In the event that you had "stop all services" (System->Utilities), then sysctrl is no longer controlling the fan speed, but for safety it leaves it turning at half speed. That might however be insufficient to cool the hdds when they are working for a long time.
So, I can understand why the boxes become too hot if you didn't anticipate and tune the fan speed control accordingly, e.g., setting it to always high, or adjusting the fan speed trip points for your local environment.
I have checked the shrink/resize code and there is nothing in it that might by itself cause the overheating, other than generating more heat for a long time from the disks than usual. The fan control or speed is not changed.
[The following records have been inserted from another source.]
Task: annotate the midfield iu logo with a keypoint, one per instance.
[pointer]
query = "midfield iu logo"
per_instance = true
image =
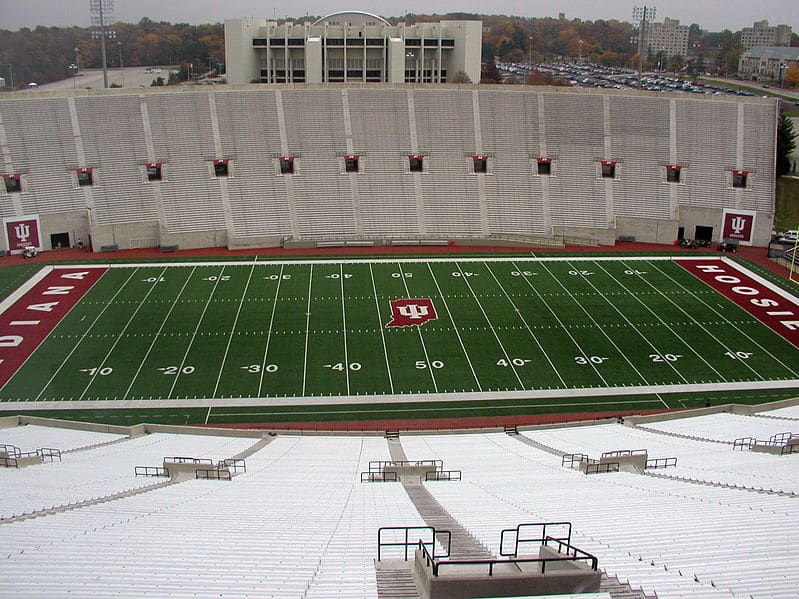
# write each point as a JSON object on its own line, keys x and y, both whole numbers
{"x": 411, "y": 312}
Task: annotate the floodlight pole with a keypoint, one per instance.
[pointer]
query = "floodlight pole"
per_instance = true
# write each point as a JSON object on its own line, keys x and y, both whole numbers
{"x": 642, "y": 14}
{"x": 102, "y": 45}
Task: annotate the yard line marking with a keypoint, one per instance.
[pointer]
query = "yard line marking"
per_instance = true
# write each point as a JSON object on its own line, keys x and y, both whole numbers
{"x": 491, "y": 326}
{"x": 419, "y": 331}
{"x": 307, "y": 330}
{"x": 269, "y": 331}
{"x": 232, "y": 331}
{"x": 344, "y": 328}
{"x": 158, "y": 332}
{"x": 82, "y": 337}
{"x": 563, "y": 327}
{"x": 194, "y": 334}
{"x": 454, "y": 327}
{"x": 727, "y": 320}
{"x": 122, "y": 332}
{"x": 382, "y": 332}
{"x": 657, "y": 316}
{"x": 527, "y": 326}
{"x": 627, "y": 320}
{"x": 705, "y": 329}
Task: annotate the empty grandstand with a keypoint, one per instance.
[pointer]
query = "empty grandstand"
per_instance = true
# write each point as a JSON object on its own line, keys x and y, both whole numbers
{"x": 249, "y": 166}
{"x": 296, "y": 517}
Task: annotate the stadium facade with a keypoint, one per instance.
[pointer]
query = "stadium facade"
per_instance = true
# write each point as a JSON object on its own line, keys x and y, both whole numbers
{"x": 351, "y": 46}
{"x": 265, "y": 165}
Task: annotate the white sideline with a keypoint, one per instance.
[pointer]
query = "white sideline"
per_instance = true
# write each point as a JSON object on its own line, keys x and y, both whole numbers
{"x": 14, "y": 297}
{"x": 400, "y": 399}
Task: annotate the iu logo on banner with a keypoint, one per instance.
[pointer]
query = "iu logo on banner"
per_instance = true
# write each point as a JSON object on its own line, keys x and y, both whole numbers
{"x": 411, "y": 312}
{"x": 738, "y": 226}
{"x": 22, "y": 233}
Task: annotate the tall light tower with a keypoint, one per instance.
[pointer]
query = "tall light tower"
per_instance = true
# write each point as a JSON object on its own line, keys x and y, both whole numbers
{"x": 102, "y": 10}
{"x": 642, "y": 14}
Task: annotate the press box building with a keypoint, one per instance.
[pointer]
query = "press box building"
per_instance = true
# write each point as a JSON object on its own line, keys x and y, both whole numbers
{"x": 351, "y": 46}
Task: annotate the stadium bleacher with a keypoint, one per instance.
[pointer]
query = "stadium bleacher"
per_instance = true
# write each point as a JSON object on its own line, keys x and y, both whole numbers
{"x": 300, "y": 521}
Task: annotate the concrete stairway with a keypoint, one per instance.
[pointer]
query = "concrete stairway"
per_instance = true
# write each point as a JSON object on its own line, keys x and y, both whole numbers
{"x": 536, "y": 444}
{"x": 621, "y": 590}
{"x": 253, "y": 448}
{"x": 395, "y": 579}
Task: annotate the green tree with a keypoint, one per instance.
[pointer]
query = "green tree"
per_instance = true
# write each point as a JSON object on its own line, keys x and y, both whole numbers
{"x": 786, "y": 144}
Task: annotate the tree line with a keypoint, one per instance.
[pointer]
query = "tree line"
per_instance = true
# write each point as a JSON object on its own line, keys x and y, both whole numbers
{"x": 44, "y": 54}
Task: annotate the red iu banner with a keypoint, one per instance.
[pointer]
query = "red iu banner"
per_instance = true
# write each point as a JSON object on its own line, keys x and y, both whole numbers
{"x": 738, "y": 225}
{"x": 23, "y": 232}
{"x": 411, "y": 312}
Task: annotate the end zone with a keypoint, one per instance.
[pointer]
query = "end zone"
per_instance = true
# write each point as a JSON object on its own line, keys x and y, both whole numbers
{"x": 28, "y": 318}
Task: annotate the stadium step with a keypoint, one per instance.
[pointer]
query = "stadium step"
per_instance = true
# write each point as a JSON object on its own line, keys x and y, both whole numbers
{"x": 396, "y": 451}
{"x": 536, "y": 444}
{"x": 678, "y": 435}
{"x": 95, "y": 445}
{"x": 710, "y": 483}
{"x": 395, "y": 579}
{"x": 263, "y": 442}
{"x": 621, "y": 590}
{"x": 464, "y": 544}
{"x": 96, "y": 501}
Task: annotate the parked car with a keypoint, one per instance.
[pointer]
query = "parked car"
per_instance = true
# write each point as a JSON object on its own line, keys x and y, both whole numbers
{"x": 788, "y": 237}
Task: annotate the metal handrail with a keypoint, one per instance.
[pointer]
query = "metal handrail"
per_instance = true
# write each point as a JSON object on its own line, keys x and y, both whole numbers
{"x": 436, "y": 565}
{"x": 434, "y": 535}
{"x": 212, "y": 474}
{"x": 619, "y": 453}
{"x": 600, "y": 468}
{"x": 661, "y": 462}
{"x": 540, "y": 539}
{"x": 380, "y": 465}
{"x": 379, "y": 477}
{"x": 443, "y": 475}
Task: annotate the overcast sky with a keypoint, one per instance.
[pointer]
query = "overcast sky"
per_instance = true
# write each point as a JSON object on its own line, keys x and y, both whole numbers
{"x": 713, "y": 15}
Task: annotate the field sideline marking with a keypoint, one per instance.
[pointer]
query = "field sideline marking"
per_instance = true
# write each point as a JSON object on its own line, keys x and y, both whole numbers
{"x": 307, "y": 330}
{"x": 419, "y": 330}
{"x": 727, "y": 320}
{"x": 382, "y": 332}
{"x": 194, "y": 334}
{"x": 618, "y": 392}
{"x": 91, "y": 326}
{"x": 491, "y": 326}
{"x": 657, "y": 317}
{"x": 454, "y": 328}
{"x": 563, "y": 327}
{"x": 233, "y": 330}
{"x": 269, "y": 333}
{"x": 158, "y": 332}
{"x": 698, "y": 323}
{"x": 121, "y": 333}
{"x": 527, "y": 325}
{"x": 343, "y": 328}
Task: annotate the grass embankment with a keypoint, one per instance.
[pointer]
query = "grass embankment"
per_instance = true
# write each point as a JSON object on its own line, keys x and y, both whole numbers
{"x": 787, "y": 208}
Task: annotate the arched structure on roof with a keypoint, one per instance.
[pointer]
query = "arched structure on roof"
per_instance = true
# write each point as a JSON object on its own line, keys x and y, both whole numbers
{"x": 351, "y": 17}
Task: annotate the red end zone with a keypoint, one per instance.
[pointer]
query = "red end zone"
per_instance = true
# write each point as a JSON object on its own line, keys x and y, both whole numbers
{"x": 772, "y": 306}
{"x": 28, "y": 321}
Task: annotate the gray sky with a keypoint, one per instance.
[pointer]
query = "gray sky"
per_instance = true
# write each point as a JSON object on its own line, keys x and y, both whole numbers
{"x": 713, "y": 15}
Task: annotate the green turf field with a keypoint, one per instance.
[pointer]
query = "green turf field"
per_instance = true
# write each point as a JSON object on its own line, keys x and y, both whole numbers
{"x": 506, "y": 328}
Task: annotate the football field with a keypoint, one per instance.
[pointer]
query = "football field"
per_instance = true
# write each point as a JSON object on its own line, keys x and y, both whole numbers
{"x": 382, "y": 330}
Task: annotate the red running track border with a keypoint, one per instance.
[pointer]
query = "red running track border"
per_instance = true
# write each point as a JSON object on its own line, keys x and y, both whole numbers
{"x": 30, "y": 319}
{"x": 772, "y": 306}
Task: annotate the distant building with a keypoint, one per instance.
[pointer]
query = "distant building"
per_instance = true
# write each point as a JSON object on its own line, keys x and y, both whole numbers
{"x": 764, "y": 63}
{"x": 669, "y": 37}
{"x": 761, "y": 34}
{"x": 351, "y": 46}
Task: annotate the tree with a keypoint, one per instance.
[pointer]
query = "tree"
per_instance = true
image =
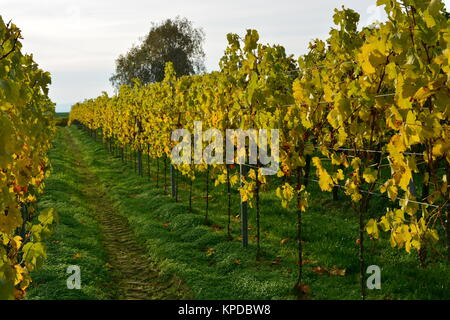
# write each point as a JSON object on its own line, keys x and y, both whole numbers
{"x": 174, "y": 40}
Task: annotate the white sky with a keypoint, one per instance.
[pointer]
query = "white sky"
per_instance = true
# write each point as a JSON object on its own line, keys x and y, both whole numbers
{"x": 78, "y": 41}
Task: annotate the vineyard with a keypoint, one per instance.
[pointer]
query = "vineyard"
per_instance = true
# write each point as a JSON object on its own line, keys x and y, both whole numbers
{"x": 362, "y": 120}
{"x": 26, "y": 131}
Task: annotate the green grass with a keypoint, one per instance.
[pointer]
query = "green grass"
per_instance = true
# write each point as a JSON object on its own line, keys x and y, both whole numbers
{"x": 178, "y": 240}
{"x": 77, "y": 233}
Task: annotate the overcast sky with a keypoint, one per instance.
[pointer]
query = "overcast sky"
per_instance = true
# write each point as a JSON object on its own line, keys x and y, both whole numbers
{"x": 78, "y": 41}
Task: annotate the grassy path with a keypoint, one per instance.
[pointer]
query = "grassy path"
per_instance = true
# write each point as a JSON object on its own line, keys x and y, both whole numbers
{"x": 132, "y": 274}
{"x": 133, "y": 241}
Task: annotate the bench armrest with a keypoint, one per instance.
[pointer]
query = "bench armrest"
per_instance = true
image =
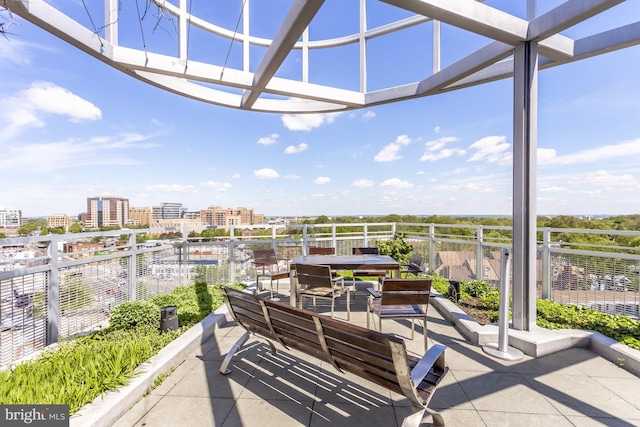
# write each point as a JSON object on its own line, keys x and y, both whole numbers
{"x": 426, "y": 363}
{"x": 373, "y": 293}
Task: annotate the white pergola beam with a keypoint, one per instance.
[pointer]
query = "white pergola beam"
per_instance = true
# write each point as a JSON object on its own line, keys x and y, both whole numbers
{"x": 607, "y": 41}
{"x": 468, "y": 65}
{"x": 566, "y": 15}
{"x": 294, "y": 24}
{"x": 470, "y": 15}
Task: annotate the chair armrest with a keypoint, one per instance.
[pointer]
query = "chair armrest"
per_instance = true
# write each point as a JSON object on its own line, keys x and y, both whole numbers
{"x": 426, "y": 363}
{"x": 337, "y": 279}
{"x": 373, "y": 293}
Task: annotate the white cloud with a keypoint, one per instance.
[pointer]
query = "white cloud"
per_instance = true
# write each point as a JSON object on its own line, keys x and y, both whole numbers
{"x": 27, "y": 107}
{"x": 605, "y": 152}
{"x": 269, "y": 140}
{"x": 266, "y": 173}
{"x": 73, "y": 153}
{"x": 362, "y": 183}
{"x": 492, "y": 149}
{"x": 217, "y": 186}
{"x": 602, "y": 178}
{"x": 390, "y": 152}
{"x": 443, "y": 154}
{"x": 292, "y": 149}
{"x": 51, "y": 98}
{"x": 396, "y": 183}
{"x": 173, "y": 188}
{"x": 322, "y": 180}
{"x": 307, "y": 122}
{"x": 368, "y": 115}
{"x": 439, "y": 143}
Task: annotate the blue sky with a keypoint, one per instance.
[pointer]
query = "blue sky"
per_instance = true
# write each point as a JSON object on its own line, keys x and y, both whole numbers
{"x": 72, "y": 127}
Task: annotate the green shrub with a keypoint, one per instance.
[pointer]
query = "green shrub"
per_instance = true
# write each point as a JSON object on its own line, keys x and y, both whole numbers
{"x": 134, "y": 313}
{"x": 204, "y": 298}
{"x": 397, "y": 248}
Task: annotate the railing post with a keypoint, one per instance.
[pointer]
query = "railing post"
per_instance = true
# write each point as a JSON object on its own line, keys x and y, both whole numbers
{"x": 273, "y": 238}
{"x": 305, "y": 240}
{"x": 432, "y": 247}
{"x": 546, "y": 262}
{"x": 53, "y": 292}
{"x": 232, "y": 257}
{"x": 479, "y": 253}
{"x": 133, "y": 248}
{"x": 334, "y": 243}
{"x": 502, "y": 349}
{"x": 366, "y": 236}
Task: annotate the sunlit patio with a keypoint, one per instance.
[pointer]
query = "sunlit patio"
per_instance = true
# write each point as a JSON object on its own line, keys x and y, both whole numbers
{"x": 563, "y": 378}
{"x": 571, "y": 387}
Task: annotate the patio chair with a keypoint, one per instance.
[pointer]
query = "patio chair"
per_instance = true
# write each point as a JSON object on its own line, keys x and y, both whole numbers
{"x": 268, "y": 266}
{"x": 315, "y": 250}
{"x": 414, "y": 266}
{"x": 366, "y": 273}
{"x": 317, "y": 281}
{"x": 400, "y": 299}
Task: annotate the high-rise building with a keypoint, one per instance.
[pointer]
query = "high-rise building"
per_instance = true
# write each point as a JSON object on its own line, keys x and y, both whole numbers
{"x": 168, "y": 211}
{"x": 103, "y": 211}
{"x": 59, "y": 220}
{"x": 141, "y": 216}
{"x": 217, "y": 216}
{"x": 10, "y": 218}
{"x": 213, "y": 215}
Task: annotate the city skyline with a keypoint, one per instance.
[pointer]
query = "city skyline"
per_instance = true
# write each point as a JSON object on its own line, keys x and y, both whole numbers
{"x": 72, "y": 128}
2-Regarding the stuck shrink operation:
Have you shrunk the partition (Disk->Partitioner) after the first successful shrink (*NOTE*)?. If you have, undo it by enlarging the partition first (doesn't need to be set exactly to the original size), then enlarge the filesystem (enlarging the filesystem is a fast operation). Then shrink the filesystem again. As now there is enough space in the filesystem and you have deleted files, perhaps the shrink succeeds.
If you have not shrink the partition (*NOTE*), I can only advise you to try to do it on a linux computer with a more recent resize program version (e2fsprogs). It might be a bug deployed for some particular reason.
NOTE: your posts are a bit ambiguous regarding RAID and partitions. If you have the filesystem on a RAID, operation sequences are a bit different: shrink filesystem -> shrink RAID -> shrink partitions. The enlarge sequence is: enlarge partitions -> enlarge RAID -> enlarge filesystem.
If you have not resized the RAID nor partitions, there should be no need to play with the raid, there should be nothing wrong with it, but only logs/configuration could tell.